Tuesday, December 21, 2010

Iran reaps what it sowed

In his 2002 book, The Lessons of Terror, Caleb Carr warned that nations who unleashed terror always discovered that they were unable to harness and control it, once the dogs of terror were on the loose. Iran has learned this, as these excerpt from the Foundation for Defense of Democracies newsletter points out:

Amir Taheri notes:
Until a few years ago, the global map of Islamist suicide terrorism included a single tiny patch of territory: Israel.

Since then, the map has expanded to include first Iraq, where suicide attacks have claimed thousands of lives, and then Afghanistan, where the Taliban use it as a war tactic. Then Pakistan, where suicide attacks have become part of daily life.

Wednesday’s suicide attack in Chabahar, the principal Iranian port on the Gulf of Oman, has shown that Iran, too, is now part of that sinister map. …

[I]n a sense, the Khomeinist regime invented suicide attacks by recruiting volunteers for martyrdom and first using them in Lebanon in the ‘80s. Those attacks claimed the lives of more than 1,000 people, including 241 US Marines massacred in Beirut. The Islamic Republic has financed scores of suicide attacks against Western targets in Lebanon by Hezbollah and against Israel by Hamas.

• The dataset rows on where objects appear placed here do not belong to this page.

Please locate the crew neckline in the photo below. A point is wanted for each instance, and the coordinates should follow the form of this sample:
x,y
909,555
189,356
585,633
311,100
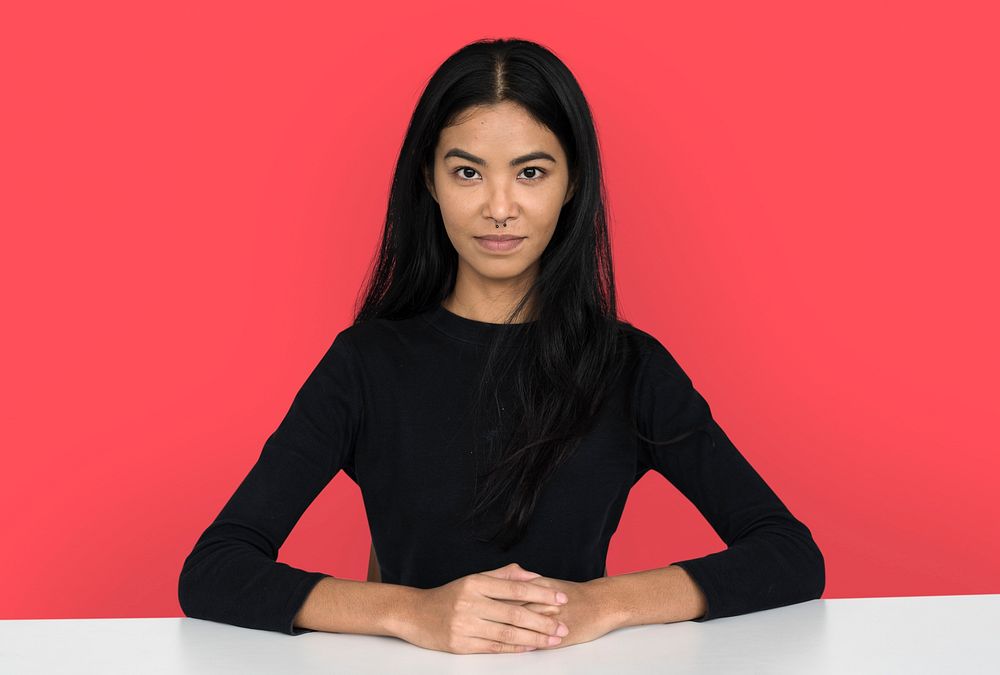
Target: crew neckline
x,y
467,329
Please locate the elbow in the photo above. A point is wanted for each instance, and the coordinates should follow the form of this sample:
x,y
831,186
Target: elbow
x,y
188,590
815,573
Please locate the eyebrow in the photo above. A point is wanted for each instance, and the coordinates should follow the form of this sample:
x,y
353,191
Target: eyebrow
x,y
530,157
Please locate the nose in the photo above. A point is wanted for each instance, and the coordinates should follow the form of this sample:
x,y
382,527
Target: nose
x,y
500,204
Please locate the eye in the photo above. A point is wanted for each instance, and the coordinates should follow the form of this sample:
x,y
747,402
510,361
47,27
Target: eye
x,y
537,173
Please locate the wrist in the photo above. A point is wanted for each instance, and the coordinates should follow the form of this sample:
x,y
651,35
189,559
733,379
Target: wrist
x,y
607,593
401,617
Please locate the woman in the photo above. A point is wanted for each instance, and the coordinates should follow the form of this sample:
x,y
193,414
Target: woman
x,y
495,411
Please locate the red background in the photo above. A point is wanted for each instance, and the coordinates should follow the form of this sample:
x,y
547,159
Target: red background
x,y
804,205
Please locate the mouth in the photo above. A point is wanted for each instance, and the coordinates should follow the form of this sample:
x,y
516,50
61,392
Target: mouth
x,y
500,243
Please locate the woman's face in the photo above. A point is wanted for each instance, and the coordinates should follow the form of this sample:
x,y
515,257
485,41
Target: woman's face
x,y
498,163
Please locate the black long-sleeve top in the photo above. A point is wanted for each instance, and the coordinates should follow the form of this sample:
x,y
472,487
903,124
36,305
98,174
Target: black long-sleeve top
x,y
384,404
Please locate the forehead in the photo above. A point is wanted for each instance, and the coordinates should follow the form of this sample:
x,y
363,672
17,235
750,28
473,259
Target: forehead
x,y
503,128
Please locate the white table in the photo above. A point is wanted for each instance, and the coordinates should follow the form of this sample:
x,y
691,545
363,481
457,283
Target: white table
x,y
935,634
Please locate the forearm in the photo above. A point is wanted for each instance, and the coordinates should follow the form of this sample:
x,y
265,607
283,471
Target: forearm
x,y
348,606
661,595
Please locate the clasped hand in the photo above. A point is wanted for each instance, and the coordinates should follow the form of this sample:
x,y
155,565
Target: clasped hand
x,y
509,609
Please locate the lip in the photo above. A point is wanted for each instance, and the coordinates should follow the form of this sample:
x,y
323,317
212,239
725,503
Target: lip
x,y
500,243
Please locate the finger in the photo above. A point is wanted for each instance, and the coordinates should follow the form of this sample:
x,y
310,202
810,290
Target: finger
x,y
517,575
519,617
522,591
547,610
512,571
475,645
512,635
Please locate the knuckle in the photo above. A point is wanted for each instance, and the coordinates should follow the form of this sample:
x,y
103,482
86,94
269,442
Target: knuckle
x,y
519,590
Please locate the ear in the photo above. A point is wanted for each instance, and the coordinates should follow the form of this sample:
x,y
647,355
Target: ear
x,y
429,182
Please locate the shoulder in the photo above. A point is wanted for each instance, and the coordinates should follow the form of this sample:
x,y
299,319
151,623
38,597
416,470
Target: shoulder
x,y
654,362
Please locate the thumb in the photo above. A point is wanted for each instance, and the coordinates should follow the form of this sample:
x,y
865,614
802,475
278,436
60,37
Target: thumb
x,y
512,571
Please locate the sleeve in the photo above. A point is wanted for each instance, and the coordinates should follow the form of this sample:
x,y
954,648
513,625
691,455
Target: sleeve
x,y
232,574
771,559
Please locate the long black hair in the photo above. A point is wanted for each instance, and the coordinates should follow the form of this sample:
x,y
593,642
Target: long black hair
x,y
565,365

The coming of suicide terrorism to Iran reminds one of an Arab proverb: A camel that kneels at a door sooner or later will also kneel at your door.
More here.

FDD Freedom Scholar Michael Ledeen notes that the Iranian regime blamed the suicide bombing on
the usual suspects -- us, the Brits, and the Israelis -- plus the Pakistanis (the second time this year that the Iranians have accused the Paks of sponsoring terror attacks), and even the Saudis. …

Elsewhere, the regime’s slaughter of the innocents continues apace, and the mullahs have expanded their campaign against family members who dare to stand vigil at the gates of the prisons where their loved ones are often refusing food or liquid. And the “Center to Defend Families of those Detained and Slain in Iran,” the very existence of which speaks eloquently to the state of Iranian affairs, reports that even those who go to pray at the graves of their murdered relatives are harassed by security forces.

It would be appropriate and helpful for our top officials to speak out on behalf of Iranians murdered and tortured for the “crime” of asking for justice and freedom, and not just of those of their oppressors who get blown up by terrorists. …

If only there were a Western leader with the prescience and courage to support the Greens, we would find many terrible problems a lot easier to manage: Iraq and Afghanistan would go better, the tyrant Chavez and his “Bolivarian” Axis of Latin Evildoers would be weakened, and the misnamed “peace process” might even have a chance.